Pierce’s message for the crowd:  “Don’t be afraid of what we will suffer.  Harness your pain and say a prayer and make a difference.”

Derrick Goodwin shared the impact of storytelling as he took the crowd on a journey through growing up in Greenville’s tough Jesse Jackson Townhomes.

For 110 days filmmakers Jeremy Make and Andy Raney drove a golf cart across 6,000 miles of America’s back roads to ask people “What is your art?”  Greenville was one stop on a trip that will ultimately become a documentary.

Throughout the day there were performances by the Fine Arts Center Classical Quintet,  singer/songwriters Angie Aparo and Neil Brooks, acoustic guitarist Bob Kilgore, “honkabilly” band Note Ropers, and a high energy parkour performance during which a Greenville group showed off their extreme acrobatics.

Graphic recording artist Breah Parker stood side stage throughout performances rendering the day in drawings displayed in the lobby or “spin area” during breaks.

A flat screen on the wall displayed real time tweets from attendees under the hashtag #tedxgvl.  Upstate editorial and commercial photographer Ian Curcio was set up as well, capturing event goers with dry erase board in hand expressing a bit of their own ideas to change the world.  Curcio closed TEDx with a slide show of his work.

“From a programming standpoint, this was a homerun. We stepped up the variety and diversity of presentations, performers and presenters from last year,” says Bolic. The first TEDx Greenville was the launched on March 5 to a sold out crowd at CU-ICAR.
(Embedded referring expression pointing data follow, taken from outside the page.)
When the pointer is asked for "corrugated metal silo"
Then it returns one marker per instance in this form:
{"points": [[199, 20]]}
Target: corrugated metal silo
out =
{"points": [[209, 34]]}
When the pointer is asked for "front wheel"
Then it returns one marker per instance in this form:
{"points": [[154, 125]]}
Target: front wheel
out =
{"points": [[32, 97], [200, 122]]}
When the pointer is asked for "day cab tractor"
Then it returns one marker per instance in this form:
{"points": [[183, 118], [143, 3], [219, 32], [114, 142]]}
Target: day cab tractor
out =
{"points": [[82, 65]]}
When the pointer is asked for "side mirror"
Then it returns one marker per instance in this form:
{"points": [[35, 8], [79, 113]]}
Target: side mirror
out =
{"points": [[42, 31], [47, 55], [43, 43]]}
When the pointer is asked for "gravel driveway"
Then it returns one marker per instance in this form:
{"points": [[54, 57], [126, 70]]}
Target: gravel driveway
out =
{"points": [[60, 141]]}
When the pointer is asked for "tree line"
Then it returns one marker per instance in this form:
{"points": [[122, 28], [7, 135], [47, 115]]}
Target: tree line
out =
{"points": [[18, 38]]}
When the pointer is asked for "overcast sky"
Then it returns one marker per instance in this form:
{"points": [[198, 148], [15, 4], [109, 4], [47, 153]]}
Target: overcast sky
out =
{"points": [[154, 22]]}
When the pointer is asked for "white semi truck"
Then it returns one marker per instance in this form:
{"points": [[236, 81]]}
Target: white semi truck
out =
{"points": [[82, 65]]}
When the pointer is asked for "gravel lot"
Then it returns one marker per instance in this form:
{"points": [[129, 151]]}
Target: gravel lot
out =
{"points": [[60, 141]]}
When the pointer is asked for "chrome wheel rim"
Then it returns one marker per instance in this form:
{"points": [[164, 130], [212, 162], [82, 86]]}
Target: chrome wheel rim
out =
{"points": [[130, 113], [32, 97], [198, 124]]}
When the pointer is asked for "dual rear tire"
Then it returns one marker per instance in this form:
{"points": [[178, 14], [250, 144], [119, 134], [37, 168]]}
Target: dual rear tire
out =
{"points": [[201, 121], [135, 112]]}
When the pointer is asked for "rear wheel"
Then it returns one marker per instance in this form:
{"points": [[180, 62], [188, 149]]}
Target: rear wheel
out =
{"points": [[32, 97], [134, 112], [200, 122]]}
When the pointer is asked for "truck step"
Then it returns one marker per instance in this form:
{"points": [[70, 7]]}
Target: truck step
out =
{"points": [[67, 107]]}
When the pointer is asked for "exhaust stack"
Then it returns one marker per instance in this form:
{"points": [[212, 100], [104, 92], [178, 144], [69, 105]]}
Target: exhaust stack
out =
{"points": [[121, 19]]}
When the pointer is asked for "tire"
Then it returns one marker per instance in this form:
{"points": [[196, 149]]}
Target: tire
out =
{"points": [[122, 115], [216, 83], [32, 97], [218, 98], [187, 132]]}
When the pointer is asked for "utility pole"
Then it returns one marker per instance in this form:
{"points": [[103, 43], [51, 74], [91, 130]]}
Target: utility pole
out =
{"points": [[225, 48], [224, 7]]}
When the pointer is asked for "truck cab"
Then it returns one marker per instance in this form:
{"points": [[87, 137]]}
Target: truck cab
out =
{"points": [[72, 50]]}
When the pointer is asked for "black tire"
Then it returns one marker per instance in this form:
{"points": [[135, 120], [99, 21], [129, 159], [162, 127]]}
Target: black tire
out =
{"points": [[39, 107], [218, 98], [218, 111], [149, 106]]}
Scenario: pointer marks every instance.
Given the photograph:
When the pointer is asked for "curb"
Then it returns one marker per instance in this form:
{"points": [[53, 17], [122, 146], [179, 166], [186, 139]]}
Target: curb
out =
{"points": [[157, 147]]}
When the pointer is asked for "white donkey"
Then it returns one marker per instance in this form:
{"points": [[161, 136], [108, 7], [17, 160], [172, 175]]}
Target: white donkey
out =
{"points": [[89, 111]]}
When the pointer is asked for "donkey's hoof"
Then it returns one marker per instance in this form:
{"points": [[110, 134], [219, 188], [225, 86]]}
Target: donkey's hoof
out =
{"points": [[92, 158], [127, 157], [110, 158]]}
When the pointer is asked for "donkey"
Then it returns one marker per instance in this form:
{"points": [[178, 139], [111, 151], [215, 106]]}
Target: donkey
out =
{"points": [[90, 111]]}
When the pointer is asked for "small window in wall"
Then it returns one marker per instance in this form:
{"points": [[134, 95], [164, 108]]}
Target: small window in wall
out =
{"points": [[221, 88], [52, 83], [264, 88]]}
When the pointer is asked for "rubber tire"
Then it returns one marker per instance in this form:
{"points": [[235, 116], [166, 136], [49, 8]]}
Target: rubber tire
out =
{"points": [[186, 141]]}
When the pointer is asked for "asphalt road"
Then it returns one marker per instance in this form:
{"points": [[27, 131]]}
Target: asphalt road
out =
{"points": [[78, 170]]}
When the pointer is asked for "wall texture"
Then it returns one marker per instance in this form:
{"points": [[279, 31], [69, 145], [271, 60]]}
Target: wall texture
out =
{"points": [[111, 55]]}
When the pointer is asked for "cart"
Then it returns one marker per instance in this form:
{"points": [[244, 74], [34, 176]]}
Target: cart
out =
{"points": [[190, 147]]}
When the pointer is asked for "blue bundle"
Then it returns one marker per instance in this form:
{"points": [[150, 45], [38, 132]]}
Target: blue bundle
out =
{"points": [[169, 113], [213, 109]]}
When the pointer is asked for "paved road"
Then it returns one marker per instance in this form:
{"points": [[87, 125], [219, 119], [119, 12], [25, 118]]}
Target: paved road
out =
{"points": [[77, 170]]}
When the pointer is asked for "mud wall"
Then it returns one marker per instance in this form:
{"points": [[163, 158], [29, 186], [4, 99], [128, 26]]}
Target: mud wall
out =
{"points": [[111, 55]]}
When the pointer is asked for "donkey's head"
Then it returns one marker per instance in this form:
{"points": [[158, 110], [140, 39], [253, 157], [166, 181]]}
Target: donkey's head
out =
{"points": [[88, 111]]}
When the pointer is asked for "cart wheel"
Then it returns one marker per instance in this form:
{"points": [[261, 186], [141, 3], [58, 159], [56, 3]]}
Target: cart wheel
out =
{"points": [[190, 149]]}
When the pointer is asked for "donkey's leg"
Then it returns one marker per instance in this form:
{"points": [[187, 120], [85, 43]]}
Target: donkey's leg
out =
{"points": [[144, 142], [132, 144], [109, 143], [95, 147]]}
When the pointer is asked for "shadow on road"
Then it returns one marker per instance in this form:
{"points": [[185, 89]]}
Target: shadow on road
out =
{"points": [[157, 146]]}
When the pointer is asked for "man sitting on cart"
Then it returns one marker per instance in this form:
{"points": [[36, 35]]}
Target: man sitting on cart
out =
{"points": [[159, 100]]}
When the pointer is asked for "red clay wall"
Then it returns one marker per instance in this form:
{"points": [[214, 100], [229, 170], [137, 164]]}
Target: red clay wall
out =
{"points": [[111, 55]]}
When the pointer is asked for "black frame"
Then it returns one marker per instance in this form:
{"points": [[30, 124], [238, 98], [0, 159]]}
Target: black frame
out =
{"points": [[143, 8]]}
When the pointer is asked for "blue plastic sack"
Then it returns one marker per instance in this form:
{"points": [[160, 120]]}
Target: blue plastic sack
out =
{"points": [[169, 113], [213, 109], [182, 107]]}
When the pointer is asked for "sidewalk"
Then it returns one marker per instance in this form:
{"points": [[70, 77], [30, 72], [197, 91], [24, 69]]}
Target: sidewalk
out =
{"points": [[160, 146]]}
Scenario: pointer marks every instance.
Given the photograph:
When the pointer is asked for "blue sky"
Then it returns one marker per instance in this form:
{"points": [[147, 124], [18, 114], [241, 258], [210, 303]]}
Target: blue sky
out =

TED is a nonprofit devoted to Ideas Worth Spreading in the areas of technology, entertainment and design.

It began in 1984 and now includes two annual conferences in Long Beach and Palm Springs and also TEDGlobal in Edinburgh UK.

TEDx (x= independent TED event) events have sprung up across the nation highlighting local thinkers as well as intellectual notables from across the globe.

TED talks can be viewed at www.ted.com or on YouTube.

Speakers have included Bill Gates, Al Gore, Jane Goodall, Elizabeth Gilbert, and Philippe Starck.

Event planners are accepting nominations for 2012 TEDx Greenville.